Nella took the deal. She drops all the charges against Mantra and, in return, they give her a clean slate, at least digitally. In the ending sequence of CTRL, Nella’s the face of a debilitating loss, the loss of who she was and who she wanted to be. In the midst of all the stereotyping and meaningless hate that influencers receive just for existing and doing something that brings them joy, CTRL tables the tale of Nella in a way that celebrates all the work she put into her life, and her perseverance comes through even in a scenario where she loses everything that she built. When it counted, Nella sacrificed her image and her career to fight against a grave threat to public safety. But a fight like that comes with a tall cost, and Nella lost more than her career. Now living at her parents’ house and working at her dad’s bakery, Nella’s forced to be friends with a reality that she never wanted. People who tend to opt for virtue-signaling in such circumstances will find her ungrateful for being so unhappy. But the simple fact is that virtues don’t define personal goals, and a person in Nella’s place is bound to be severely depressed because of the turn her life took. Loneliness was what first got her to lean on an AI for emotional comfort. And now, considering she’s at a much worse place emotionally and circumstances-wise, it makes sense that she reaches out to the same AI for help. Allen’s avatar is replaced with Joe’s, and hearing Joe’s voice, even though it’s not really his voice, cradles her broken heart with the kind of comfort she is familiar with. Nella practically grew up with Joe. After her parents, he was the closest thing she had to family.
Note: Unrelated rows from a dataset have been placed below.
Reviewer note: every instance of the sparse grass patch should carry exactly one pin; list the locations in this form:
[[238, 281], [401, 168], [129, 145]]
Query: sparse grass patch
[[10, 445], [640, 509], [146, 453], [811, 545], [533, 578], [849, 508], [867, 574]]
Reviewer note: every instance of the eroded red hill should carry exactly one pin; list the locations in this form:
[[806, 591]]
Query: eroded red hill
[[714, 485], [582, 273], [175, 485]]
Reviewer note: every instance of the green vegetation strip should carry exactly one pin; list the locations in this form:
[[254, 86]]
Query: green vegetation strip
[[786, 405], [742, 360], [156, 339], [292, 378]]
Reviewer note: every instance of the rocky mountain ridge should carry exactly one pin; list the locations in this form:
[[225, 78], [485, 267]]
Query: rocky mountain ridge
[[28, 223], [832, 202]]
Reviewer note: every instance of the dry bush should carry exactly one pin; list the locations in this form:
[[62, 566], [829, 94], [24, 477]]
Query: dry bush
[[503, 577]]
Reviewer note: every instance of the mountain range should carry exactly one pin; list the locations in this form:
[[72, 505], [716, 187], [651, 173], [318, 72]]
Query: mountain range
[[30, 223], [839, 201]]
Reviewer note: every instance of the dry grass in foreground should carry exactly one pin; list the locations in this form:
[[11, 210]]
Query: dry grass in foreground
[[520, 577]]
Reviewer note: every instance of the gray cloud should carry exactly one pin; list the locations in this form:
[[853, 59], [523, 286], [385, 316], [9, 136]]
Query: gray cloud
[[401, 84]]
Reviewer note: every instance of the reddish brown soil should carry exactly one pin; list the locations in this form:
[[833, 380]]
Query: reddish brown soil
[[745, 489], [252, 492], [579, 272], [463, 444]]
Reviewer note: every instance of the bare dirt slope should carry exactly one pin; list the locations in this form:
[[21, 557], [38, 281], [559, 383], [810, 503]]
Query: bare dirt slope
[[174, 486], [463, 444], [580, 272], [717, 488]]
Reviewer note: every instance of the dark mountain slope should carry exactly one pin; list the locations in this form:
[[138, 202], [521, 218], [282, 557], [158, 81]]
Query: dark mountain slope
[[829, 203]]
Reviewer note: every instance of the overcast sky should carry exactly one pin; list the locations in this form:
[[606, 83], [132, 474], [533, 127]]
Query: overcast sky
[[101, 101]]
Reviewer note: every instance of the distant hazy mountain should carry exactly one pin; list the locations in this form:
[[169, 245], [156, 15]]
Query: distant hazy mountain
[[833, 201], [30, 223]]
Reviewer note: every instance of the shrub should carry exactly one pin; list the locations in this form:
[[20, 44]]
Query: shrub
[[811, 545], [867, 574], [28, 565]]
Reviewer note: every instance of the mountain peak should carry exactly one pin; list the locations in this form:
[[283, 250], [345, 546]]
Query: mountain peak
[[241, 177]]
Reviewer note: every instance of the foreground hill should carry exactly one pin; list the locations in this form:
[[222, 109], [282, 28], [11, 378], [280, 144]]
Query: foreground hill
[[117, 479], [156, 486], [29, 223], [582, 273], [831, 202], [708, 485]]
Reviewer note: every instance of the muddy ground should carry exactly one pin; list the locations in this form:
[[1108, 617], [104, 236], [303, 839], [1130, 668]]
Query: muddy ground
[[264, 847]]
Despite how it ended, there were things that Joe did for Nella that couldn’t have been performative. So in the battle of all the different kinds of pain she’s felt in a very small timeframe, her grief takes precedence. Everything else, even the fact that she’s going back to the same AI that’s destroyed her life, loses meaning when faced with the extent of her grief. That’s what she’s trying to work on before anything else. And knowing Nella, I think she’ll recover.